# Is the Q5 the most powerful cree for small light?



## aarong50 (Dec 22, 2009)

Have been out of the game a while. Is the Q5 cree the thing to have now?


----------



## AlexGT (Dec 22, 2009)

Cree XP-G R5 bin is the most powerful in that size, there are brighter but are bigger like SSC P7, MC-E or Phlatlight SST-50 or SST-90

HTH
AlexGT


----------



## Yoda4561 (Dec 24, 2009)

The Q5 hasn't been on top for quite some time. If you want flood an MCE or P7 will be the most light, for single emitter leds the R5 and soon to be released S2 bins are the highest for the XP-G led. I don't think the XR-E is going to be pushed past R2 anytime soon.


----------



## zzonbi (Dec 28, 2009)

"I don't think the XR-E is going to be pushed past R2 anytime soon."

Why?

Looks like newer XR-Es have smaller dies rather than higher flux (at least at sources like DX, perhaps other stores too?). They could have gone one bin higher with the tech improvements. Pitty, as there aren't many choices for bright power leds or with a tighter beam.

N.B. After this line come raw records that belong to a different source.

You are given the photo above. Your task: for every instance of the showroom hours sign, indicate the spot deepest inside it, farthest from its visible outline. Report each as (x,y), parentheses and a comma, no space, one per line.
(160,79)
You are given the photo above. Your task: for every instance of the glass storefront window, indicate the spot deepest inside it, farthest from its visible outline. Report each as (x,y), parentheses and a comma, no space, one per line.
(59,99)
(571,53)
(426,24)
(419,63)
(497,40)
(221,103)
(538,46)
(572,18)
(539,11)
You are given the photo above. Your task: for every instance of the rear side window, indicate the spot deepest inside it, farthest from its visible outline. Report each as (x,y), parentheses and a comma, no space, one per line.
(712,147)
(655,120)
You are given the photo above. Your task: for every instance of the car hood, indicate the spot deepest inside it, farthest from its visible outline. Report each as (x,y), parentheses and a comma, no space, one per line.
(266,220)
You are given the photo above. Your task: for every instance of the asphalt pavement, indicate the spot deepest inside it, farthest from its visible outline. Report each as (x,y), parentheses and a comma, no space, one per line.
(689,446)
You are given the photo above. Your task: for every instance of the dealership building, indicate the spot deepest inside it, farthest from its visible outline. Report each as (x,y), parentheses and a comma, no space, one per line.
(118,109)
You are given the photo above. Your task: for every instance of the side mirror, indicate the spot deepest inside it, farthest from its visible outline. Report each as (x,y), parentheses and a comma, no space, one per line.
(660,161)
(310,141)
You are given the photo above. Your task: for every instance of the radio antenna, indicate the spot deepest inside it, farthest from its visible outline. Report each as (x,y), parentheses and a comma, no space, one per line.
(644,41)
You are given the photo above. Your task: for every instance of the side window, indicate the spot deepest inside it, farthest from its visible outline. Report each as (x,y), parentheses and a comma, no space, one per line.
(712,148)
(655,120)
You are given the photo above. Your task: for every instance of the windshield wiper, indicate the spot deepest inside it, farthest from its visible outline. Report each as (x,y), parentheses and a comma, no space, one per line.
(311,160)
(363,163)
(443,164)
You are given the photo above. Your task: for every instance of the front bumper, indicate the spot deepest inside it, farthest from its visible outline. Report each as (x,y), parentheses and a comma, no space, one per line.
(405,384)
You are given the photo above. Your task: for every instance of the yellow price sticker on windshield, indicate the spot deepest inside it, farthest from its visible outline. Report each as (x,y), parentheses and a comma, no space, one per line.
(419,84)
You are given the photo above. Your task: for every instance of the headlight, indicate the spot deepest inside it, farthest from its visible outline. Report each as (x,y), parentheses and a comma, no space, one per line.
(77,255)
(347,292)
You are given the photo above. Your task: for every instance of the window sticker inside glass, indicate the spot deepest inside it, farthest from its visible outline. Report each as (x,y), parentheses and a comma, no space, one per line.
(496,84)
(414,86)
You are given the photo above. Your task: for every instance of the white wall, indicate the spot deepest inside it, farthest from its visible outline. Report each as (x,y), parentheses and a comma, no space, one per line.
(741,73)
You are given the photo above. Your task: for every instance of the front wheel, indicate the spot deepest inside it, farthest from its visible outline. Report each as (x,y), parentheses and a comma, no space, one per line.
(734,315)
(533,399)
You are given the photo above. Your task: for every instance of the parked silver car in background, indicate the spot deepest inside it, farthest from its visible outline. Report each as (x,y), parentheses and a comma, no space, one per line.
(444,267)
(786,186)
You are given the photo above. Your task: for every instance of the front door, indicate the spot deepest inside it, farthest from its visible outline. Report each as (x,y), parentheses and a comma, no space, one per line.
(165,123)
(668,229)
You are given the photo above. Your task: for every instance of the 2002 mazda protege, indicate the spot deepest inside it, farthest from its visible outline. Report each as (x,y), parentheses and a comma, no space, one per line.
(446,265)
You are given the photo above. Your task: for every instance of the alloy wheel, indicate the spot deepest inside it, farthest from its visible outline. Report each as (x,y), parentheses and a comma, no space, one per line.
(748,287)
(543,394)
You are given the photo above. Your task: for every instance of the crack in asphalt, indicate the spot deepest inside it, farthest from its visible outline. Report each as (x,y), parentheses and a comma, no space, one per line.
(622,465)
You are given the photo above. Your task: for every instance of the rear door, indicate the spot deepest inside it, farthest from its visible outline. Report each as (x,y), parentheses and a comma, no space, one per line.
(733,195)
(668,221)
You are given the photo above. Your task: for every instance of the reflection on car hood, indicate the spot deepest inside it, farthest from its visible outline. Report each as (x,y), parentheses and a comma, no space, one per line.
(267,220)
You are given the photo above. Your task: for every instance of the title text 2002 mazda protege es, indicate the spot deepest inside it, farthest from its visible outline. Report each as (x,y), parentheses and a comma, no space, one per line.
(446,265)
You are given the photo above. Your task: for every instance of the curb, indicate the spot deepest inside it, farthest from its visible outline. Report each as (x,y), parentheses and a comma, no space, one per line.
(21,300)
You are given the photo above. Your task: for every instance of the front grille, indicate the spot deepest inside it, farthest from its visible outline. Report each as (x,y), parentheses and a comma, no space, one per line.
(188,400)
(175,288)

Meantime Nichia and Osram are close to 300lm/1mm2 die, and even at less than 1A.


----------



## Black Rose (Dec 28, 2009)

zzonbi said:


> Why?
> 
> Looks like newer XR-Es have smaller dies rather than higher flux


There has been some speculation that Cree may follow Lumileds lead (Lux I, III, V, and K2 all recently EOL'd) and EOL the XR-? series.


----------



## zzonbi (Dec 30, 2009)

Those have the same beams as the cheaper rebels, but how many power leds have the tight beam of an xre?


----------



## csshih (Dec 30, 2009)

zzonbi said:


> Meantime Nichia and Osram are close to 300lm/1mm2 die, and even at less than 1A.



yes.. at 20mA...
efficiency drops quick after that.


----------



## zzonbi (Jan 3, 2010)

I was talking about flux though...


----------